Thursday, November 23, 2006

Over at the Matasano Blog :)

Matasano 's Blog quoted my post on Office bugs, and Ivan Arce made some excellent points in the comments:
1. 'They are inherently one-shot. You send a bad file, and while the user might try to open it multiple times, there is no way the attacker can try different values for anything in order to get control.”'

IA: OK. good point but…think about scale & diversity. Even in a targeted attack sending a one-shot client-side exploit against N desktop systems will with one hardcoded address will offset the value of ALSR with some probability of success for a given N. The attacker only needs ONE exploit instance to work in order to break into ONE desktop system, after that it is game over. Client-side bugs are one shot against the same system but not necesarrilly so against several systems in parallel.

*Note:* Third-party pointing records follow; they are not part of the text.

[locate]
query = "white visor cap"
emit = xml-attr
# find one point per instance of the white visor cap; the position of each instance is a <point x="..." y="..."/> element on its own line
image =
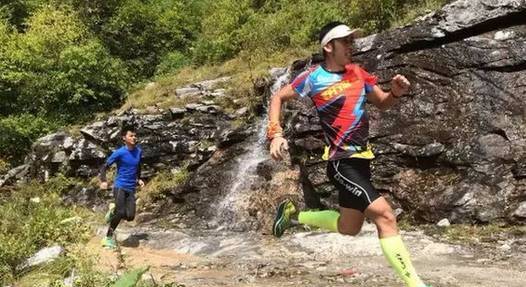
<point x="339" y="31"/>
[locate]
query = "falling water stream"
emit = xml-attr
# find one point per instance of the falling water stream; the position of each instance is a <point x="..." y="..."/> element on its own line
<point x="233" y="206"/>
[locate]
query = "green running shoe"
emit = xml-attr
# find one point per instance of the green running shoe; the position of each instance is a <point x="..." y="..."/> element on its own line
<point x="282" y="221"/>
<point x="108" y="243"/>
<point x="110" y="212"/>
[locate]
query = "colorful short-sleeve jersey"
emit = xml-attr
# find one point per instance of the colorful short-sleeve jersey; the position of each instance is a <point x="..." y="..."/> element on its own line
<point x="340" y="102"/>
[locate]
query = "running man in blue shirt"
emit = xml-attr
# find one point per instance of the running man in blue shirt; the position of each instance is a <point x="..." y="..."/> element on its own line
<point x="128" y="159"/>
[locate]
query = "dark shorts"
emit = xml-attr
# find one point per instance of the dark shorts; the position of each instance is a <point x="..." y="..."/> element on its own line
<point x="352" y="179"/>
<point x="124" y="203"/>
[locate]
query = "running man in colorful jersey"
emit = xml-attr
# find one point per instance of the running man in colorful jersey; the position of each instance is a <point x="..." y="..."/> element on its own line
<point x="128" y="159"/>
<point x="339" y="91"/>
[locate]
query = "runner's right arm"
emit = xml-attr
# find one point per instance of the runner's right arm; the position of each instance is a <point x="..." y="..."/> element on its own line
<point x="275" y="133"/>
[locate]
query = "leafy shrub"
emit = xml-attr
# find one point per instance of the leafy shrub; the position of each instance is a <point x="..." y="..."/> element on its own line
<point x="19" y="132"/>
<point x="39" y="215"/>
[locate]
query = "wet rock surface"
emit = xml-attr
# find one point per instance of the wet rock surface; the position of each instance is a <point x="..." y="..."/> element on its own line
<point x="454" y="147"/>
<point x="310" y="258"/>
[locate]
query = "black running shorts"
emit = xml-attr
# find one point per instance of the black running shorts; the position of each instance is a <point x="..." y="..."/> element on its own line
<point x="352" y="179"/>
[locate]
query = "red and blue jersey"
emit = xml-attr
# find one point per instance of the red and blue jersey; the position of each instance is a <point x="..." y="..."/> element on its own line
<point x="340" y="102"/>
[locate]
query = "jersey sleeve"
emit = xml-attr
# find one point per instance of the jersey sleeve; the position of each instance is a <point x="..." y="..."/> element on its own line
<point x="302" y="84"/>
<point x="369" y="80"/>
<point x="113" y="157"/>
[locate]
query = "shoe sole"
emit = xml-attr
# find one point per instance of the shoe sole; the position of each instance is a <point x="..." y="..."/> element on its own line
<point x="279" y="218"/>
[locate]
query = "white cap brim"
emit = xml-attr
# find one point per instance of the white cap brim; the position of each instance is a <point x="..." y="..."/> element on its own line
<point x="338" y="32"/>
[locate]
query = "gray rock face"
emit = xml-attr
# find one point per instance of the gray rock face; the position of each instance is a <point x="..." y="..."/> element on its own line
<point x="455" y="146"/>
<point x="169" y="139"/>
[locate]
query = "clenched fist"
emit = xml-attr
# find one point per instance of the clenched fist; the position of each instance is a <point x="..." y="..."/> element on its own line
<point x="399" y="85"/>
<point x="278" y="146"/>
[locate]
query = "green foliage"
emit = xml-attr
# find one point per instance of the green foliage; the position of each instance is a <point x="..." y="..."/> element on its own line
<point x="17" y="11"/>
<point x="4" y="166"/>
<point x="130" y="278"/>
<point x="171" y="63"/>
<point x="143" y="31"/>
<point x="58" y="70"/>
<point x="39" y="223"/>
<point x="19" y="132"/>
<point x="219" y="39"/>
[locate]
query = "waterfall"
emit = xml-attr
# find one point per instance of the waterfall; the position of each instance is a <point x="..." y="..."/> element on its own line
<point x="232" y="208"/>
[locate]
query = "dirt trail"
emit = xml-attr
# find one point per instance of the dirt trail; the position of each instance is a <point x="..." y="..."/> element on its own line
<point x="221" y="258"/>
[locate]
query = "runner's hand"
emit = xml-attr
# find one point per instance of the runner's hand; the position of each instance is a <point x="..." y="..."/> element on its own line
<point x="399" y="85"/>
<point x="278" y="146"/>
<point x="104" y="185"/>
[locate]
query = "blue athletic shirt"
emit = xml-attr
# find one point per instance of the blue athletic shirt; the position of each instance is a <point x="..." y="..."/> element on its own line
<point x="127" y="167"/>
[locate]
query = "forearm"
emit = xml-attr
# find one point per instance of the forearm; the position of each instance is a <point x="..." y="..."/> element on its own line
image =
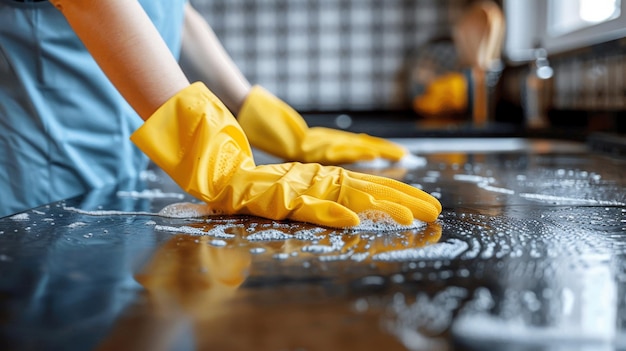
<point x="128" y="48"/>
<point x="204" y="57"/>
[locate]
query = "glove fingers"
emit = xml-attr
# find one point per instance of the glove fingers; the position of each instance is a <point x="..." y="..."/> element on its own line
<point x="323" y="212"/>
<point x="423" y="205"/>
<point x="364" y="203"/>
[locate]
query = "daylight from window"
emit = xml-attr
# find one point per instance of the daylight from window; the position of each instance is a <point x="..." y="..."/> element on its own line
<point x="570" y="15"/>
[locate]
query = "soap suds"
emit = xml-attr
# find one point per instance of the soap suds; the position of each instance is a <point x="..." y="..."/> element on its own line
<point x="445" y="250"/>
<point x="570" y="200"/>
<point x="186" y="210"/>
<point x="269" y="235"/>
<point x="20" y="217"/>
<point x="150" y="194"/>
<point x="77" y="224"/>
<point x="217" y="231"/>
<point x="379" y="221"/>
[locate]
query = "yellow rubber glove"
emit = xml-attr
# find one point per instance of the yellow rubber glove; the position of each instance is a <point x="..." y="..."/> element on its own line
<point x="274" y="127"/>
<point x="196" y="140"/>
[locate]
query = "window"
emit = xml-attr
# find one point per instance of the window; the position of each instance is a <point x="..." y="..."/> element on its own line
<point x="561" y="25"/>
<point x="566" y="16"/>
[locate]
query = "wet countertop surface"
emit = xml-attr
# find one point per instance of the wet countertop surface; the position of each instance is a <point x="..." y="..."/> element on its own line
<point x="528" y="254"/>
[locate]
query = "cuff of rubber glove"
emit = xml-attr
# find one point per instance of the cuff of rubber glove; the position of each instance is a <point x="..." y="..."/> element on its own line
<point x="168" y="133"/>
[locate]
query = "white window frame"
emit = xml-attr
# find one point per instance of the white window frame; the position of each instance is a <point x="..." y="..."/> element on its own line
<point x="527" y="25"/>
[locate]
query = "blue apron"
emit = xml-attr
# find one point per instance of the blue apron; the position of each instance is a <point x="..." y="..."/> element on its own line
<point x="64" y="128"/>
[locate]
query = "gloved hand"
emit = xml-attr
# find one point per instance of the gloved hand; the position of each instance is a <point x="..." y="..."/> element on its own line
<point x="274" y="127"/>
<point x="196" y="140"/>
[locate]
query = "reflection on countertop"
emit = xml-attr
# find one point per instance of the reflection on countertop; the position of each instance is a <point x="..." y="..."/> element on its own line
<point x="528" y="254"/>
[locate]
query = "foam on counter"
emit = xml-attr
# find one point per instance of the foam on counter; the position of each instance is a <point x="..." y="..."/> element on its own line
<point x="409" y="161"/>
<point x="378" y="221"/>
<point x="187" y="210"/>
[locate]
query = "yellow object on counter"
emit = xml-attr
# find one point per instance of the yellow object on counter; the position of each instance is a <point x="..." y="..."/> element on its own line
<point x="276" y="128"/>
<point x="446" y="94"/>
<point x="196" y="140"/>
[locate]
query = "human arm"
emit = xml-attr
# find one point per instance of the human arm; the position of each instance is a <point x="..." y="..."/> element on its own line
<point x="128" y="48"/>
<point x="196" y="140"/>
<point x="203" y="57"/>
<point x="270" y="124"/>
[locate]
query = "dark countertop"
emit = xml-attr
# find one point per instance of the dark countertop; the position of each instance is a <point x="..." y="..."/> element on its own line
<point x="528" y="254"/>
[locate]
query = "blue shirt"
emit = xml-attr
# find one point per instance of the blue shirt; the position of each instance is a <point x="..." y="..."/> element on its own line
<point x="64" y="128"/>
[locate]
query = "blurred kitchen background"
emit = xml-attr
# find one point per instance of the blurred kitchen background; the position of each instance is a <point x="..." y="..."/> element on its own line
<point x="559" y="69"/>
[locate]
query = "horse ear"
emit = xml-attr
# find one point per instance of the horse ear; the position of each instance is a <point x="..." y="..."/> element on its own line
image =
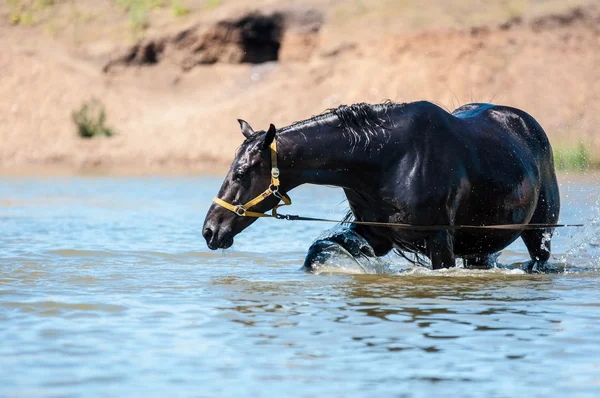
<point x="270" y="135"/>
<point x="246" y="129"/>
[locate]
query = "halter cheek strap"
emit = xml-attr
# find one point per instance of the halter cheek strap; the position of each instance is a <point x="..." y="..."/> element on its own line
<point x="273" y="189"/>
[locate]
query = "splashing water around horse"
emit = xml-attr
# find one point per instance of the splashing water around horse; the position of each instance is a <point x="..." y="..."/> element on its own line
<point x="409" y="163"/>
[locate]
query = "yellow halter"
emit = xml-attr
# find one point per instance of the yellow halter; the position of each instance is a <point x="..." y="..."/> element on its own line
<point x="273" y="189"/>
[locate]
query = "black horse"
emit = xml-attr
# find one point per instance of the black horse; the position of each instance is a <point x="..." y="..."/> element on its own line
<point x="411" y="163"/>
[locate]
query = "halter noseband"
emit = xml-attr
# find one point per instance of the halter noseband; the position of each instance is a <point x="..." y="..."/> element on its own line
<point x="273" y="189"/>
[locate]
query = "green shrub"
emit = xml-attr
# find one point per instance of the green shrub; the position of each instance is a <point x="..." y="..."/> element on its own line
<point x="90" y="120"/>
<point x="26" y="12"/>
<point x="572" y="159"/>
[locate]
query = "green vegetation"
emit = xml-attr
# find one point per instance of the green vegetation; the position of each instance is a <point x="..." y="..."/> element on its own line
<point x="572" y="159"/>
<point x="26" y="12"/>
<point x="139" y="11"/>
<point x="90" y="120"/>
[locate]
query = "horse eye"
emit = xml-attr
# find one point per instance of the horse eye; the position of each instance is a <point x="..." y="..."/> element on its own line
<point x="238" y="175"/>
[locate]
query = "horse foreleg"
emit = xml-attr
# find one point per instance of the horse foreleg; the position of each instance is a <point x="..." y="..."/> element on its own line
<point x="481" y="261"/>
<point x="441" y="250"/>
<point x="538" y="245"/>
<point x="380" y="245"/>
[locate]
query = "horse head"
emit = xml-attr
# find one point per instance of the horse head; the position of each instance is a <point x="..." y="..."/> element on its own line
<point x="249" y="176"/>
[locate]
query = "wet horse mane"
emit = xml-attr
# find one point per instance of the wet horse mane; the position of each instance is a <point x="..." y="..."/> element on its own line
<point x="361" y="122"/>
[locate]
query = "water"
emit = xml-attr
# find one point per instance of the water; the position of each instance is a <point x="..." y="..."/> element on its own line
<point x="107" y="289"/>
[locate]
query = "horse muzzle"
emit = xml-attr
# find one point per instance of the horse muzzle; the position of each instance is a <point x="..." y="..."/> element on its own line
<point x="217" y="239"/>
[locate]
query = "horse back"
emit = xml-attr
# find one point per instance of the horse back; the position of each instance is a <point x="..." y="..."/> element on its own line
<point x="488" y="123"/>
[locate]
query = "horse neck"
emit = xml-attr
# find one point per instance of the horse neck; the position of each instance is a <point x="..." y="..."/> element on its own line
<point x="322" y="154"/>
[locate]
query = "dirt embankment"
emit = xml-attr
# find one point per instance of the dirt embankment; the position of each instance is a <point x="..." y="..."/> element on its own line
<point x="173" y="98"/>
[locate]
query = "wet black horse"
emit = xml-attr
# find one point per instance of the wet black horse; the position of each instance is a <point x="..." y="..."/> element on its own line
<point x="411" y="163"/>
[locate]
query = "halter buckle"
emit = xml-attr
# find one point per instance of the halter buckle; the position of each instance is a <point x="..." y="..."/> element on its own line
<point x="275" y="191"/>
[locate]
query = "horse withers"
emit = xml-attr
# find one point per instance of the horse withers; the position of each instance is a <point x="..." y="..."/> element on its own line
<point x="411" y="163"/>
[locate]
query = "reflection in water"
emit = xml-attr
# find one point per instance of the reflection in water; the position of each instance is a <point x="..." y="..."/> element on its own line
<point x="111" y="292"/>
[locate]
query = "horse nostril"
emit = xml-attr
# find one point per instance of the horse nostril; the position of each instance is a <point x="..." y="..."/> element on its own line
<point x="207" y="233"/>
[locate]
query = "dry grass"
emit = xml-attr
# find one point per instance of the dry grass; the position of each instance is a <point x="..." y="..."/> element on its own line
<point x="168" y="119"/>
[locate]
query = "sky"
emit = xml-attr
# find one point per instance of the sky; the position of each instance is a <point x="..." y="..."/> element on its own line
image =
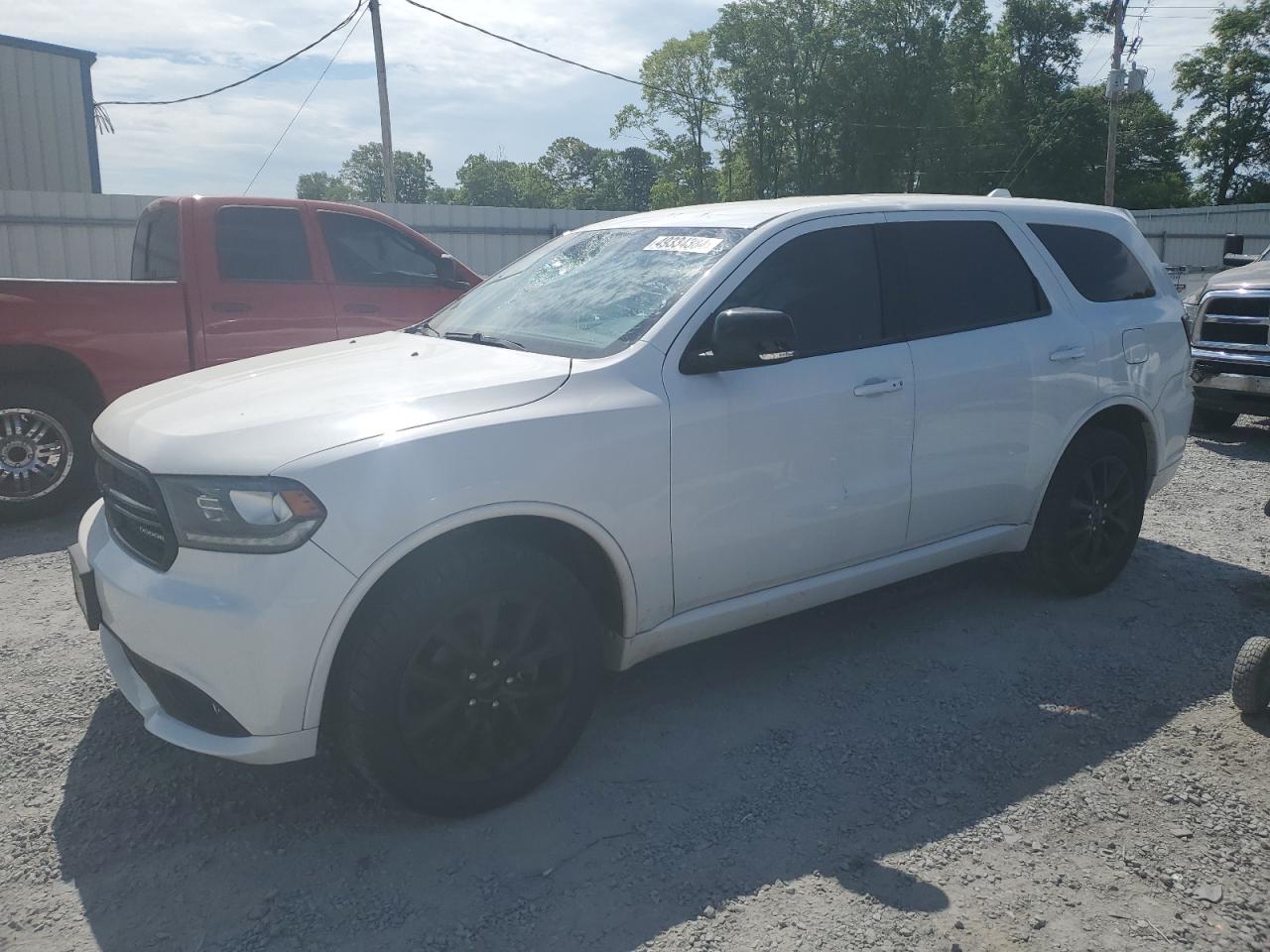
<point x="452" y="91"/>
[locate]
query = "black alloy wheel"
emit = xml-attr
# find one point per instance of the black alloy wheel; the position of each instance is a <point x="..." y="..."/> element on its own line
<point x="488" y="684"/>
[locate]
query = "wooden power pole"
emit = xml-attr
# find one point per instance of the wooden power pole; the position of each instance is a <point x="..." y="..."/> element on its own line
<point x="1114" y="82"/>
<point x="385" y="122"/>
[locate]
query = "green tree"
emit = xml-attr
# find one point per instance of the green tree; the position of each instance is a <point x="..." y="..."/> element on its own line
<point x="502" y="182"/>
<point x="681" y="81"/>
<point x="320" y="184"/>
<point x="412" y="175"/>
<point x="1228" y="82"/>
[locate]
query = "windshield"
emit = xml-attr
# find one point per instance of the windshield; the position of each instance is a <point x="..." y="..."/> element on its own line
<point x="587" y="294"/>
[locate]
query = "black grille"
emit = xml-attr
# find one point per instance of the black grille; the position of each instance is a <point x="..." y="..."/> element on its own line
<point x="135" y="511"/>
<point x="1230" y="321"/>
<point x="183" y="701"/>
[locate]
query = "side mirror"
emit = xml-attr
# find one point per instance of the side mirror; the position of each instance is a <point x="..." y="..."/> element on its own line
<point x="1233" y="261"/>
<point x="447" y="273"/>
<point x="752" y="336"/>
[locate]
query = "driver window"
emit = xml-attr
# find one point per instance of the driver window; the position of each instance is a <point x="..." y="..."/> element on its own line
<point x="826" y="281"/>
<point x="366" y="252"/>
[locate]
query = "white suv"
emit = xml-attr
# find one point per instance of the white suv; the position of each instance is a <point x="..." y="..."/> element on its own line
<point x="429" y="544"/>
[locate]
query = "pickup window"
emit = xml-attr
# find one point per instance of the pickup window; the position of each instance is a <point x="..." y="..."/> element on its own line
<point x="366" y="252"/>
<point x="257" y="243"/>
<point x="157" y="248"/>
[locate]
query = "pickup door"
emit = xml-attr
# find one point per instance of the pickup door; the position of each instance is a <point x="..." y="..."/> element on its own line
<point x="258" y="287"/>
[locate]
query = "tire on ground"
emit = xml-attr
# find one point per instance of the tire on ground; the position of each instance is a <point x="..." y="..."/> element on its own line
<point x="1250" y="683"/>
<point x="408" y="619"/>
<point x="75" y="425"/>
<point x="1058" y="552"/>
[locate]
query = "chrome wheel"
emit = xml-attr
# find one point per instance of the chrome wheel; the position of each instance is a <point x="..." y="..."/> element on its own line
<point x="485" y="688"/>
<point x="36" y="454"/>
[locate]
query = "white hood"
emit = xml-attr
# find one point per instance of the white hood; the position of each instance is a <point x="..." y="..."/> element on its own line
<point x="250" y="416"/>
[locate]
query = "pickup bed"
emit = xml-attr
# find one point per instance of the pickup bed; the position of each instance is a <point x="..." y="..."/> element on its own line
<point x="213" y="280"/>
<point x="1229" y="318"/>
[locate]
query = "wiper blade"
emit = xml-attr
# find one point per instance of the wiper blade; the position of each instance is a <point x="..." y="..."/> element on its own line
<point x="477" y="338"/>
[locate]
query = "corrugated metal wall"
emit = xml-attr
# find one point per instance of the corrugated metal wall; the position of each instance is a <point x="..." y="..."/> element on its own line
<point x="46" y="137"/>
<point x="1193" y="236"/>
<point x="68" y="235"/>
<point x="75" y="235"/>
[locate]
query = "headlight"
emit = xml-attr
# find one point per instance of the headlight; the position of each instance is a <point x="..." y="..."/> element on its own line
<point x="240" y="513"/>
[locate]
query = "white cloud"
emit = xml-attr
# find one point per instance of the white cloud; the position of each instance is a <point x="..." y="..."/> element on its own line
<point x="452" y="90"/>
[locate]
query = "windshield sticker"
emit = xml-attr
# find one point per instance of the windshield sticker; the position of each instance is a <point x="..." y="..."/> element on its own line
<point x="693" y="244"/>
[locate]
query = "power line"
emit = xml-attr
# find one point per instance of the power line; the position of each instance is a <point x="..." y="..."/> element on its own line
<point x="246" y="79"/>
<point x="305" y="102"/>
<point x="707" y="100"/>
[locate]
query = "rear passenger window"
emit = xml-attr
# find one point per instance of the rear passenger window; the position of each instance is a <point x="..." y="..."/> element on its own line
<point x="943" y="277"/>
<point x="1098" y="264"/>
<point x="826" y="284"/>
<point x="157" y="246"/>
<point x="255" y="243"/>
<point x="365" y="252"/>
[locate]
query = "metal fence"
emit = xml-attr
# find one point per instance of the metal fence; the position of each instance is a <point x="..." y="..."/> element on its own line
<point x="1193" y="236"/>
<point x="75" y="235"/>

Very true, I did overlook this. It also explains the use of really low-value phone-home bots as payload: If you're going to attack in such a "wide" manner, you essentially accept detection as long as you can compromise one of the relevant clients. This means that whatever you are sending will be lost, and therefore you won't send anything more sophisticated than a simple bot.

” 2. There can not be much pre-attack reconnaissance. Fingerprinting server versions is usually not terribly difficult (if time consuming), and usually one can narrow down the exact version (and most of the times the patch level) of a target before actually shooting valuable 0day down the wire. With client side bugs, it is a lot more difficult to know the exact version of a piece of software running on the other side - one probably has to get access to at least one document created by the target to get any data at all, and even this will usually be a rough guesstimate.”

IA: Hmmm not sure about this either. I would argue the desktop systems (clients) leak A LOT more information about themselves than servers and, generally, those leaks are much less controlled and/or controllable and easier to elicit than server leaks. After all, as a general principle, client apps are _designed_ to provide information about themselves.

Not to mention that a lot of information about your desktop systems has *already* leaked and is publicly available on the net now (server logs, emails, documents, stray packets, etc.), you just need to know how and where to look for it.

I disagree on this to an extent. My system leaks information about my mail client because I participate in public forums etc, but the majority of corporate users never gain any visibility outside of the internal network. Most people just don't use mailing lists or usenet etc. So it will be comparatively easy to attack some security officer (hey, I know his exact client version), but the CEO's secretary (which might be a lot more interesting as a target, and less likely to notice her computer is compromised) will be more or less "invisible".